Hawthorne Savings is no longer just another California thrift. It's now the thrift that bought O.J.'s house.

Last week, the El Segundo-based thrift made national headlines by paying $2.6 million to reclaim the Brentwood mansion owned by former football star O.J. Simpson.

The glamorous home in the tony section of Los Angeles was sold at auction after Mr. Simpson defaulted on a $2.5 million mortgage from Hawthorne. The $900 million-asset thrift had granted Mr. Simpson the loan, originally for $3 million, while he was on trial accused of the stabbing deaths of his ex-wife, Nicole Brown Simpson, and her friend, Ronald Goldman.

Although acquitted of criminal charges, Mr. Simpson faces mounting legal debts and a $33.5 million wrongful death verdict that the victims' families won in a civil trial this year. The bank foreclosed on the unpaid portion of the original loan this spring. Now, it's up to Hawthorne to find a buyer-and a profit.
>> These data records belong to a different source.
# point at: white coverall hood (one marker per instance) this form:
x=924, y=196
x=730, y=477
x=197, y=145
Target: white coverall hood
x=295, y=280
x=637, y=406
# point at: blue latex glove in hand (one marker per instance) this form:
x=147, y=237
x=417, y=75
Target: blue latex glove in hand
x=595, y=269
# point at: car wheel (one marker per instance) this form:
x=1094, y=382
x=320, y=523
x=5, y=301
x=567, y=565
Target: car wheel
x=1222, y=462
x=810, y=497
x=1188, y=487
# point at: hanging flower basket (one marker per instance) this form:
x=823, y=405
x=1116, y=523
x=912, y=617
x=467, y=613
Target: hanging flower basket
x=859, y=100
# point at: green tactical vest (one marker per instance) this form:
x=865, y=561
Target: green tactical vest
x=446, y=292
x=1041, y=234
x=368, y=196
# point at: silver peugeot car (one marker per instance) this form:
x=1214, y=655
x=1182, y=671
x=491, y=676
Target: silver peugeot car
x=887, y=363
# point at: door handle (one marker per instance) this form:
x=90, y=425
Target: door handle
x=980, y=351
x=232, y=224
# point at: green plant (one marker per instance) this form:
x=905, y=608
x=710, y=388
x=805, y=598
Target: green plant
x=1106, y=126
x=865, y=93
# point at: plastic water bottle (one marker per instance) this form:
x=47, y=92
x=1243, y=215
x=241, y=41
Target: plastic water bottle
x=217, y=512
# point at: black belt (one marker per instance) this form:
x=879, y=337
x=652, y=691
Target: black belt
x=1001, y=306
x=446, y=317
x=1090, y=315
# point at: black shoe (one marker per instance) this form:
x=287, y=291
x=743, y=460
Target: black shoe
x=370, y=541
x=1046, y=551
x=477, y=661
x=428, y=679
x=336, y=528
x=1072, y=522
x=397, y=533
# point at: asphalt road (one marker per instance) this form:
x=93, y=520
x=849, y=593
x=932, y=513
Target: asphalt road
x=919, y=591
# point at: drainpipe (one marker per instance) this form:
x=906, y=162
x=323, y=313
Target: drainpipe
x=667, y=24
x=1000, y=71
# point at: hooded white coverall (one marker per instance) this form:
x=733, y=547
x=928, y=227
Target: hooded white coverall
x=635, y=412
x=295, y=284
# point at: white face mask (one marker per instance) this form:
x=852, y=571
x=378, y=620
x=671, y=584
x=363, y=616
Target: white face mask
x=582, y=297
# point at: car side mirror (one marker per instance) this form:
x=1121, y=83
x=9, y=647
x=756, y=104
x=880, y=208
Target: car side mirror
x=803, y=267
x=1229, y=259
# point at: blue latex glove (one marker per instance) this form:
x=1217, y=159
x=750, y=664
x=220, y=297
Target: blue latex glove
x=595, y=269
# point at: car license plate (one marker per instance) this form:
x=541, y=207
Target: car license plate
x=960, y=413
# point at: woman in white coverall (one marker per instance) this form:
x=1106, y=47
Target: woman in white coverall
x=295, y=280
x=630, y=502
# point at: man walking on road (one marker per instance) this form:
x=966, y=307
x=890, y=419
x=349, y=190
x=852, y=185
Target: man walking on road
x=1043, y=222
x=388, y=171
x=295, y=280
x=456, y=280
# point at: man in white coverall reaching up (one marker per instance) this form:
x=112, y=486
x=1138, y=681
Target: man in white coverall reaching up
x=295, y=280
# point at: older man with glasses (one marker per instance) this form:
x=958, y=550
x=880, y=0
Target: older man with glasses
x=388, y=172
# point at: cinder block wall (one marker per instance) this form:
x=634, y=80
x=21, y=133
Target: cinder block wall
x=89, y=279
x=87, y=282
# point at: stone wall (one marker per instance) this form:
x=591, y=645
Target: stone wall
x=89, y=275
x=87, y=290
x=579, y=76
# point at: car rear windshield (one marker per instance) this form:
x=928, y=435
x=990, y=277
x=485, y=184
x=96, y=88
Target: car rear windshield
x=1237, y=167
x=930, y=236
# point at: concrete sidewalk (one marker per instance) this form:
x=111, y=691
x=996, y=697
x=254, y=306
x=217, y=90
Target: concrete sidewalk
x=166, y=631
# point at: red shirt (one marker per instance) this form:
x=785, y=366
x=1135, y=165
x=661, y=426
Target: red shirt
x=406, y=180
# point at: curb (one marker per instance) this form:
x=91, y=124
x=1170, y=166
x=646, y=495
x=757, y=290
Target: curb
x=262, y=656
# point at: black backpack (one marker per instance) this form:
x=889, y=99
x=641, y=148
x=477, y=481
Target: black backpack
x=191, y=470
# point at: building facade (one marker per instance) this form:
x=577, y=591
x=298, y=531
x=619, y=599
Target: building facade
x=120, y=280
"The house is worth substantially more than the debt ... given what it is, where it is," said Scott Braly, Hawthorne's president and chief executive officer. "That's why we did what we did."

But don't expect Mr. Braly to come out with the next tell-all book about his thrift's dealings with O.J. He's never met the Juice and doesn't plan to. Nor does he have any emotions about evicting Mr. Simpson from his longtime home.

In fact, he's rather blase about what he considers business as usual. "It's been a nonevent," Mr. Braly said.

One of the thrift's principal businesses is making loans to wealthy people who need extra money and can put their large, expensive homes up as collateral, he said.

"He clearly needed the money for his defense," Mr. Braly said. "I think it's probably safe to say that in March 1995, there would have been few institutions willing even to entertain financing Mr. Simpson."

Mr. Braly said the thrift has financed homes much bigger than the Simpson mansion. The gated Brentwood estate features six bathrooms, a screening room, and an Olympic-sized swimming pool.

To O.J.-watchers, the mansion is immortalized as the place where former L.A. police detective Mark Fuhrman says he found the bloody glove. Its guest house was the home of professional guest and sometime actor Brian "Kato" Kaelin.

Since the 1994 murders, the house has become one of Los Angeles' biggest tourist attractions, with O.J.'s fans and detractors stopping before its gates for a peek or a picture.

Sylvia Long, a real estate agent at the Brentwood office of Coldwell Banker, said Hawthorne got a great deal. A mansion down the street was sold for $3 million recently.

"It was not as nice as his," said Ms. Long, whose firm sold Mr. Simpson the house for $650,000 in 1977. "They certainly can get $3 million. The market has picked up."